Common themes of high fees
- Self-Regulating Economy: The Bitcoin fee market embodies a self-regulating economy. Users who value fast and secure transactions are willing to pay more, which enhances the security and sophistication of the network. This self-regulation is pivotal to Bitcoin's resilience, adapting organically to market dynamics.
- Efficient use of block space: High fees encourage wise use of block space, promoting innovative applications for the Bitcoin network. Developments in layer-2 solutions such as Lightning, Fedimint, and Liquid are particularly noteworthy, as they promise faster transactions at lower costs, albeit with some trade-offs.
Celebrating high first-tier fees in real terms
As Bitcoin progresses on its journey to global currency status, the inevitability of high tier-one fees, in real terms, is not a cause for concern but a milestone to be celebrated. The era in which transactions of even 1 sat/vB become prohibitively expensive represents an important chapter in Bitcoin's success and global influence. Resisting this trend is not only futile, but also contradicts the spirit of Bitcoin's growth and stability.
- Reflects the value and demand of Bitcoin: The relationship between higher transaction fees in real terms and the increase in the value and demand of Bitcoin is unambiguous. As Bitcoin establishes itself as a viable investment and transaction asset, the willingness to incur higher fees reflects its utility and perceived value.
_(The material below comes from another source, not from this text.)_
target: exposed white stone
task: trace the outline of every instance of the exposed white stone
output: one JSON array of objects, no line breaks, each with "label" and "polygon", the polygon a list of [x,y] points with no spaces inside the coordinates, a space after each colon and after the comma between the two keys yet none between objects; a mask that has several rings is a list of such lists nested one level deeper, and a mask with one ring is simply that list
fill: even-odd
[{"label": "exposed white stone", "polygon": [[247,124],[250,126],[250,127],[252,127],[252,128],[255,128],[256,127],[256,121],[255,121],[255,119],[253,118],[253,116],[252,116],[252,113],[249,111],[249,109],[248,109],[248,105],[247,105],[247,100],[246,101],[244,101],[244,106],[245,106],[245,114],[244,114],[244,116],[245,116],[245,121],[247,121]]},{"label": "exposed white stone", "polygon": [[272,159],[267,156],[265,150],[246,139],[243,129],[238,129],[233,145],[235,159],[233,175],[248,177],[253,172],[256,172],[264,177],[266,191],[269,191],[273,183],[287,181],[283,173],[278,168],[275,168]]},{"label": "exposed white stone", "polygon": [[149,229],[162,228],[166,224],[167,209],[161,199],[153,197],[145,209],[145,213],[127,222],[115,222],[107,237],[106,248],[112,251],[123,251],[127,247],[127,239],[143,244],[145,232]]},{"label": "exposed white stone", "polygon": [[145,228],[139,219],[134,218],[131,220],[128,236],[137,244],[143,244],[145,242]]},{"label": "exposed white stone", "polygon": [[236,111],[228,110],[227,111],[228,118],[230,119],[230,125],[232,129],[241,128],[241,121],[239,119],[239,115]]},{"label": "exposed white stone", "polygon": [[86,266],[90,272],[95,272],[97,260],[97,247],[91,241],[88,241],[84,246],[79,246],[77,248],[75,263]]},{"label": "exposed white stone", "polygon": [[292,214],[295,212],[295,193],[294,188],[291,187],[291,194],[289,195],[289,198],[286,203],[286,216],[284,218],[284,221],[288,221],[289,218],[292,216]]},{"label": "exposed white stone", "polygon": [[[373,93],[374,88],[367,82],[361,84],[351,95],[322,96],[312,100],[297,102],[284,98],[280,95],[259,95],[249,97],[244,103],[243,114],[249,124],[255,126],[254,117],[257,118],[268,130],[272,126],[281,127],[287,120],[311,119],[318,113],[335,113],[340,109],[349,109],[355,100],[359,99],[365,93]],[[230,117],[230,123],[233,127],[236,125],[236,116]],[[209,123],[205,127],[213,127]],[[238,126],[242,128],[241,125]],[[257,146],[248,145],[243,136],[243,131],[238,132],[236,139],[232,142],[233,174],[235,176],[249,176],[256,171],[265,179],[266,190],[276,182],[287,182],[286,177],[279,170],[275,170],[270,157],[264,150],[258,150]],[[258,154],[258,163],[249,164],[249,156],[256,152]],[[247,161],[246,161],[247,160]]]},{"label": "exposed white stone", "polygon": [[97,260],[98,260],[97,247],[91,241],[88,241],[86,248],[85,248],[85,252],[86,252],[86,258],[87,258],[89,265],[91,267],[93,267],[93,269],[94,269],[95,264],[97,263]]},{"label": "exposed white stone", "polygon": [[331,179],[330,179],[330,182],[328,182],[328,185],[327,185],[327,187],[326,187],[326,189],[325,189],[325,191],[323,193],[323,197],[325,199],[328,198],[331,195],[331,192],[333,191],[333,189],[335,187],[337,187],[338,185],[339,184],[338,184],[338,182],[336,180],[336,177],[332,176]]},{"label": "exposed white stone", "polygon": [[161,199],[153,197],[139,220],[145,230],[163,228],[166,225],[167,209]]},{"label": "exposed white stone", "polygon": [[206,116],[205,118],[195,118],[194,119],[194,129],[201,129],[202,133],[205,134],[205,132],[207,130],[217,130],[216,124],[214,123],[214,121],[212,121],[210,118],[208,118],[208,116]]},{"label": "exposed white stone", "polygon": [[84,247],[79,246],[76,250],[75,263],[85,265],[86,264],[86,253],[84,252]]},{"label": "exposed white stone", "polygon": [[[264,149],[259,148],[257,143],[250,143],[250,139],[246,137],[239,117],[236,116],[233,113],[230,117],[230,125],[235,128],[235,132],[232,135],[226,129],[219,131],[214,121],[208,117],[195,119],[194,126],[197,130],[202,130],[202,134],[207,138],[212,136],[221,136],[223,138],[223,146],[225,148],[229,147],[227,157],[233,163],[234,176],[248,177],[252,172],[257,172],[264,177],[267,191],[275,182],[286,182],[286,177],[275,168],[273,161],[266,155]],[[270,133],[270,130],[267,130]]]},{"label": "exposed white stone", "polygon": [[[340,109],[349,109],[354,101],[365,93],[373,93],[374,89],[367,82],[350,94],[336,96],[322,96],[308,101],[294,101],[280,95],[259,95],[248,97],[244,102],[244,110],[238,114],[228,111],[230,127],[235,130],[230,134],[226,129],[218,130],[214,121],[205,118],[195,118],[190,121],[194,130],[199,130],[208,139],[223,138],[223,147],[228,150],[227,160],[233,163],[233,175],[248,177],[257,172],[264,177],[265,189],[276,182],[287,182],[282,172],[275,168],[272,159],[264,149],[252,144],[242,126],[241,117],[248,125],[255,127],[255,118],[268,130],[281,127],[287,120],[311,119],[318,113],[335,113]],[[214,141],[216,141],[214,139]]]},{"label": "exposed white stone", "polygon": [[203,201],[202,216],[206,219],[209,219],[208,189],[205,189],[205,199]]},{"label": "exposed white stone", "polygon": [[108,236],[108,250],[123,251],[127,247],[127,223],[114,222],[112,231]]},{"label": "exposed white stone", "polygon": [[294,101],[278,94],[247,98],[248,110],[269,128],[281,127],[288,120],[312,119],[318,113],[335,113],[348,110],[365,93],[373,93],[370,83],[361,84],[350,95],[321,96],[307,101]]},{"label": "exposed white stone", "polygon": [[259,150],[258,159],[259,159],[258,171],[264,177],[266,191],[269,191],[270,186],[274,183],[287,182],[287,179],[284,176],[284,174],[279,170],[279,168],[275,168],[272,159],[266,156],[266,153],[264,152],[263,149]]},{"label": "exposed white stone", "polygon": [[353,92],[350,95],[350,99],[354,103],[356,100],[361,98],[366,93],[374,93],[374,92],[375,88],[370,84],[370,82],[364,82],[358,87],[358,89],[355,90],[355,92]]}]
This is a bullish sign for Bitcoin's long-term sustainability and success.
- From block rewards to transaction fees: The shift from miner revenues based on block rewards to transaction fees is a fundamental evolution of Bitcoin's economic model. As we approach the maximum supply of Bitcoin, high transaction fees in real terms are becoming crucial to compensating miners and ensuring the security and longevity of the network.
- Indicating asset maturity: High transaction fees in real terms also indicate the maturity of Bitcoin as an asset class. Similar to traditional financial systems, the presence of transaction fees in the Bitcoin network underscores its evolution from a niche technological experiment into a globally recognized financial asset.
- Reflects deflationary nature: Unlike fiat currencies, Bitcoin's deflationary design is expected to increase its value over time. High tariffs in real terms confirm this deflationary nature; As Bitcoin becomes more valuable, the cost of transacting Bitcoin naturally rises. This phenomenon is expected and indicates the success of the deflationary model.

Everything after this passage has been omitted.